Outra interpretação: tristeza, tristeza infinita por causa dos pecados das
criaturas do Senhor, é o que sentimos ao ler a história dessa infeliz
Margarida, essa she devil tentando se passar por santa. A monstra está
cuidando de suas ovelhas, quer dizer, as almas dos seres humanos que
os demônios mantém presas nos cárceres infernais. Seu pai o diabo a
envia para seu mestre Lúcifer, e ela concebe ódio por seu pai, porque vê
que pelo sacrifício de Cristo e pela misericórdia divina as almas dos
justos que estavam presas são libertadas. Numa suprema aposta pelo
poder e pela glória ela decide se tornar uma mártir, revoltada por causa
da grande decadência do reino de seu mestre, que já não tem o direito
de manter presas as almas dos justos que por permissão da justiça divina
ele mantia encarceradas. Margarida exibe a fúria e a loucura próprias
dos demônios. É muito triste, triste demais, mas essas criaturas em seu
louco orgulho e presunção revoltaram-se de tal maneira contra seu
criador que nunca encontrarão, por nenhuma reparação, uma maneira
de que seus pecados sejam perdoados. Sua malícia é tão profunda, tão
arraigada, que não merecem que Deus procure seus pecados em seu
zelo para que sejam curados. Margarida desafia seus mestres, repreende
demônios piores do que ela, mas companheiros de queda, consegue que
o Senhor faça milagres por ela, como quando venceu o dragão que a
havia engolido, e numa loucura final, tenta levar o infeliz Malcho para o
inferno dos anjos caídos, dizendo: assim terás parte comigo. Roguemos
para que essa infeliz não encontre um inferno tão horrível quanto o de
outros, mas que seja companheira de Lázaro, Abraão e outros “santos”.
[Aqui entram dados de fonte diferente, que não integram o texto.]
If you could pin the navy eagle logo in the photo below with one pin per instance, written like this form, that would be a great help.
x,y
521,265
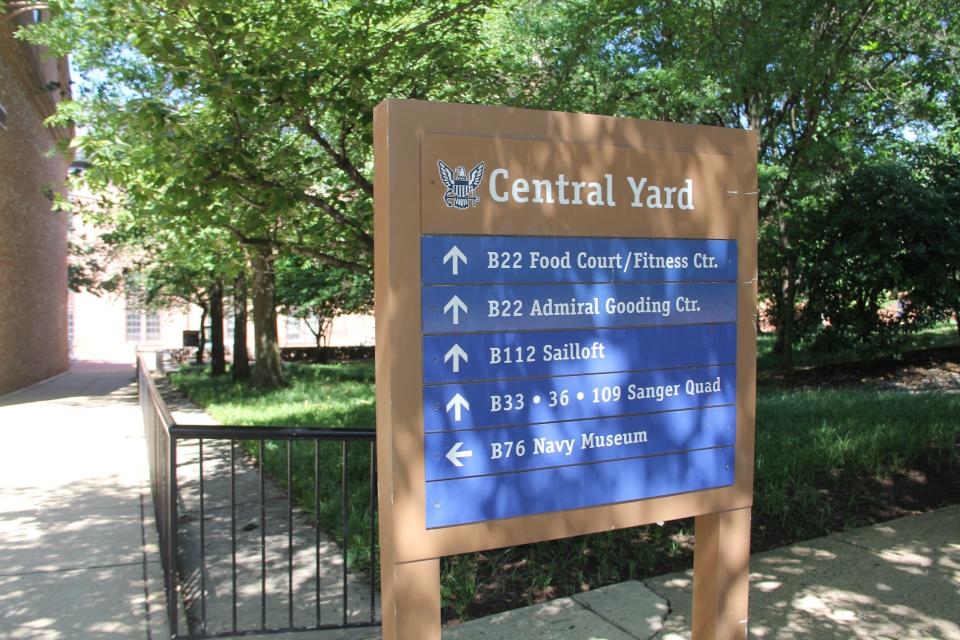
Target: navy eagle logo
x,y
461,189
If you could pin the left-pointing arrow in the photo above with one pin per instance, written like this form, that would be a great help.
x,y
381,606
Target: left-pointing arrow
x,y
457,354
455,454
458,403
456,256
457,305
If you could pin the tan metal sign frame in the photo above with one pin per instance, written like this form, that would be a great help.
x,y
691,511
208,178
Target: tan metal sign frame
x,y
407,137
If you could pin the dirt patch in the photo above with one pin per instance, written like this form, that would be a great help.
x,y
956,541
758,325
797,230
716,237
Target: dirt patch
x,y
927,370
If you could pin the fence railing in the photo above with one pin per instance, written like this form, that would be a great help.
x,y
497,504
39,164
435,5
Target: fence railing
x,y
238,543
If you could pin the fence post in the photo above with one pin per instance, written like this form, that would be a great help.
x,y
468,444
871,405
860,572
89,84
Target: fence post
x,y
173,591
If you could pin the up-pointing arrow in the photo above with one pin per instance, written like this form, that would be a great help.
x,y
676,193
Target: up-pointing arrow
x,y
455,255
455,454
457,403
457,354
457,305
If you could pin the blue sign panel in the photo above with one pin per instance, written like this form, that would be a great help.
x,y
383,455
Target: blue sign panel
x,y
500,259
462,454
564,372
491,356
466,500
453,407
458,309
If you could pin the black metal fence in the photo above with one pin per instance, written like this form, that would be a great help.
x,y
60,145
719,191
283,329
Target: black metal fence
x,y
237,541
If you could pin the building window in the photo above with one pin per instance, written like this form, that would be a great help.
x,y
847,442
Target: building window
x,y
293,329
152,322
141,323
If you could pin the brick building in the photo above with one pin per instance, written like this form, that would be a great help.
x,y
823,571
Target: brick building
x,y
33,245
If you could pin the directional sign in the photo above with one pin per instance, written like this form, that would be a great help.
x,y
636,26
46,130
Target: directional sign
x,y
550,358
454,255
482,498
448,309
502,259
534,354
461,454
514,402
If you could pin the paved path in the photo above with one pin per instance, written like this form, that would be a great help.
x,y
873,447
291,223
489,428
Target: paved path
x,y
77,544
78,555
897,580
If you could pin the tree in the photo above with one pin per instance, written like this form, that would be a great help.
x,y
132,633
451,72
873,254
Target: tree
x,y
255,118
318,293
936,258
822,83
861,256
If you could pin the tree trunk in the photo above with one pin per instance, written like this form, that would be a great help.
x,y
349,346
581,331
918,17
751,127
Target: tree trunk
x,y
784,342
266,369
787,298
203,334
241,359
218,362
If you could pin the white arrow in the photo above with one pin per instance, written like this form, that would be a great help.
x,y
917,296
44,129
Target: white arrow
x,y
456,255
457,403
455,454
456,353
457,305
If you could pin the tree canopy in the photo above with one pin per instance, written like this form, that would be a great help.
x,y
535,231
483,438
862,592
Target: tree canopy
x,y
254,119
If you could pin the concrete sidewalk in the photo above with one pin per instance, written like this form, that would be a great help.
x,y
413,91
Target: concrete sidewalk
x,y
77,537
895,580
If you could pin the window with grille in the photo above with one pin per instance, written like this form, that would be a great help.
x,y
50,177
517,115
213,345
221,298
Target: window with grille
x,y
152,323
293,329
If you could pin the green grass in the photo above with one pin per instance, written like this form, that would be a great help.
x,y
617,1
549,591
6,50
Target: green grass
x,y
812,448
940,335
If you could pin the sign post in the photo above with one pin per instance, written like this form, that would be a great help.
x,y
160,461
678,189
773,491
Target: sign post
x,y
565,341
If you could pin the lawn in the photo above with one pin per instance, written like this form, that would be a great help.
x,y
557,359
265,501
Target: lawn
x,y
825,460
940,335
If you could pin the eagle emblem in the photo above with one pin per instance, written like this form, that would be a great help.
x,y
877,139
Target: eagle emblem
x,y
461,190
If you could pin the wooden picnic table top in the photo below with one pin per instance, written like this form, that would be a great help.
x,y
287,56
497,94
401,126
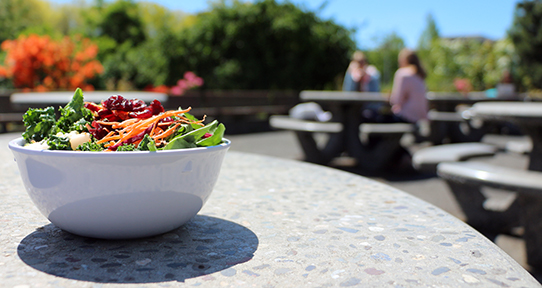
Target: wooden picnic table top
x,y
343,96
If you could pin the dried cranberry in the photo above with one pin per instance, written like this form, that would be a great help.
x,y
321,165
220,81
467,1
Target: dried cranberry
x,y
136,105
99,131
147,113
157,107
131,140
115,102
106,114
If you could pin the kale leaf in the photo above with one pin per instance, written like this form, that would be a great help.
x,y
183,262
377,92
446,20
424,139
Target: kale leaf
x,y
39,123
90,146
59,143
74,115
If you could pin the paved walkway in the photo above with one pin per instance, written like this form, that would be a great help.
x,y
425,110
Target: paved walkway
x,y
430,188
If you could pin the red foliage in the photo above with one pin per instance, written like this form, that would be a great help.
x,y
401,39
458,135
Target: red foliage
x,y
38,63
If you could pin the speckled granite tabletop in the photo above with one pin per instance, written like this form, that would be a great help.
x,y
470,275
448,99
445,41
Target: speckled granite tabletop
x,y
269,223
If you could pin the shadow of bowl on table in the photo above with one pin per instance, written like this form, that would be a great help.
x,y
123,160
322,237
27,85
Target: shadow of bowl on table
x,y
202,246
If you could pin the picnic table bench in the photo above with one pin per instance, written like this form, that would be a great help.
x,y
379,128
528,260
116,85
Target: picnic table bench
x,y
373,145
426,159
466,180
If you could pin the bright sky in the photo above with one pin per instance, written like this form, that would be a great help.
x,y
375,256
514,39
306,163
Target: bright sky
x,y
377,18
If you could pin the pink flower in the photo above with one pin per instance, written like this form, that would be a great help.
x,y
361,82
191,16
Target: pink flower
x,y
176,90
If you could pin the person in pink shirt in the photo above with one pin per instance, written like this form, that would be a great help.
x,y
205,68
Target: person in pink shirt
x,y
407,99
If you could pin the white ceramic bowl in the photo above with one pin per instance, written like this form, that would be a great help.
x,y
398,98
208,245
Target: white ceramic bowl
x,y
119,195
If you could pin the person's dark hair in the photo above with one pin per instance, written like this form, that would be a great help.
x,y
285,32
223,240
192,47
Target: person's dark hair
x,y
411,58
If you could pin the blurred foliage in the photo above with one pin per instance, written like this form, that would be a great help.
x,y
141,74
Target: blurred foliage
x,y
526,36
264,45
39,63
385,56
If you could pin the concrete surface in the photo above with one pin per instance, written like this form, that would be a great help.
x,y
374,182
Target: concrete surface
x,y
430,188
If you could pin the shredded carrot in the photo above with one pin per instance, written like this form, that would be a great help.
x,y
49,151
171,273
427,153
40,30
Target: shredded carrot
x,y
129,128
167,133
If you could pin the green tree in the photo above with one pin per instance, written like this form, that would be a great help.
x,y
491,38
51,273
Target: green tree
x,y
526,35
261,45
481,61
16,16
385,57
426,42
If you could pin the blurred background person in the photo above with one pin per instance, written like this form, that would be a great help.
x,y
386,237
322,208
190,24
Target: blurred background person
x,y
360,76
407,99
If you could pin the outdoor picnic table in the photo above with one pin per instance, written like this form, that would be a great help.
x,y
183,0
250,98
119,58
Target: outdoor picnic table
x,y
346,108
449,127
270,222
528,117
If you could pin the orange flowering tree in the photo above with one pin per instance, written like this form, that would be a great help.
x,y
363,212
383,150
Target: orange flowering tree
x,y
39,63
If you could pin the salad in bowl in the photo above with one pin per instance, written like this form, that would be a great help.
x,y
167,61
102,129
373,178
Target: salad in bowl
x,y
117,124
119,169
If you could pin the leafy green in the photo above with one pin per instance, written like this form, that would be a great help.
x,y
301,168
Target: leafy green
x,y
90,146
74,112
39,123
59,142
190,139
127,147
147,144
215,139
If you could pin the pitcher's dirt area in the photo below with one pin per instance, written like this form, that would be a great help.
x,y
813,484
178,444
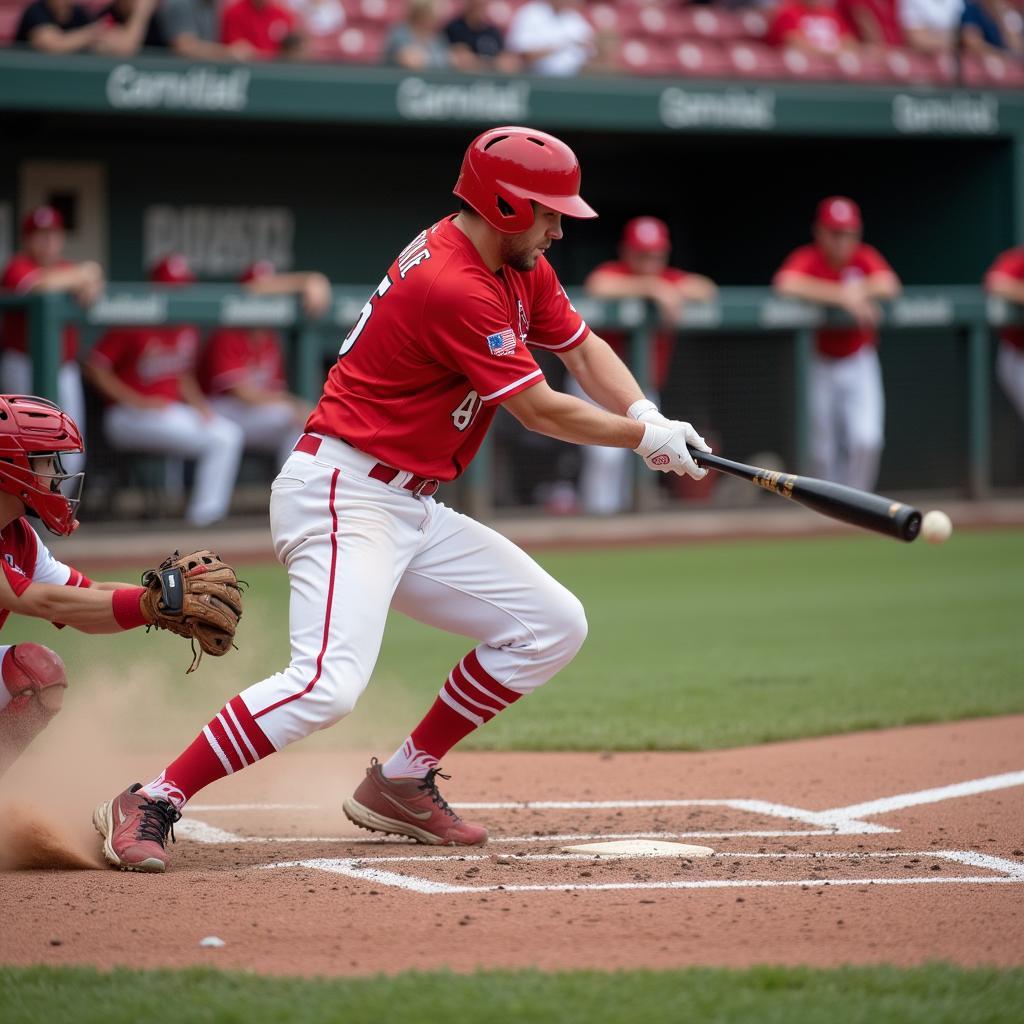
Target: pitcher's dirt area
x,y
935,872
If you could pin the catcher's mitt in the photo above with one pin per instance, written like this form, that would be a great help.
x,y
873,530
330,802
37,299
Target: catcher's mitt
x,y
197,596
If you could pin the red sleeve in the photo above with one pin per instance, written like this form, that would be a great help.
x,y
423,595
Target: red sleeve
x,y
1010,263
785,22
554,324
230,25
801,260
472,336
19,273
872,261
110,351
224,360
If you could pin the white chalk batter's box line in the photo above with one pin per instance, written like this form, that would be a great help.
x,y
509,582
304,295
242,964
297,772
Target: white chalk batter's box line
x,y
837,821
1004,872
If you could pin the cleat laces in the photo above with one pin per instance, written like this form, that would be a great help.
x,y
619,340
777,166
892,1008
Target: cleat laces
x,y
429,785
158,819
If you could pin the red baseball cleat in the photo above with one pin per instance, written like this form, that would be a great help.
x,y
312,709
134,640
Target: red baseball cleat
x,y
134,830
412,807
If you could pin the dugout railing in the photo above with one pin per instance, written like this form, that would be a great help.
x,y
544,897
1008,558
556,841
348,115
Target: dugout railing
x,y
962,316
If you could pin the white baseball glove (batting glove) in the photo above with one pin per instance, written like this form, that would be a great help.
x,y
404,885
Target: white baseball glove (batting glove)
x,y
646,412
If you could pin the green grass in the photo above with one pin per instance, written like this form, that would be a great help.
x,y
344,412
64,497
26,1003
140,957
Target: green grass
x,y
932,994
689,647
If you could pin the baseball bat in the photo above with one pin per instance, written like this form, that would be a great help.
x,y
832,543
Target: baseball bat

Porque se diz que Abraão está no inferno, ou no limbo, a parte mais
amena do inferno? Existiu homem tão famoso, que fizesse tantas boas
obras? Porque ele estaria no limbo, senão porque é parte da queda dos
anjos, daqueles que conseguiram manter uma aparência de aves
brancas, como Sem o filho de Noé, também chamado Melchizedek? Esse
mundo é o palco do julgamento dessas criaturas, e é nesse nosso mundo
que eles voltam pelo mesmo caminho em que se rebelaram no céu,
transformando Lúcifer e Satanás em messias. Lá eles eram os pobres, os
injustiçados, os tiranizados pelo poder de Deus, mas nesse mundo eles
demonstram o que são realmente, quem são os verdadeiros tiranos.
Quem não vê na história dessa infeliz uma reedição da queda dos filhos
de Zebedeu, que quiseram ser como Deus e desceram vivos para o
inferno? Deus queira que não encontremos outras mártires, irmãs dessa
infeliz, culpadas dos mesmos pecados.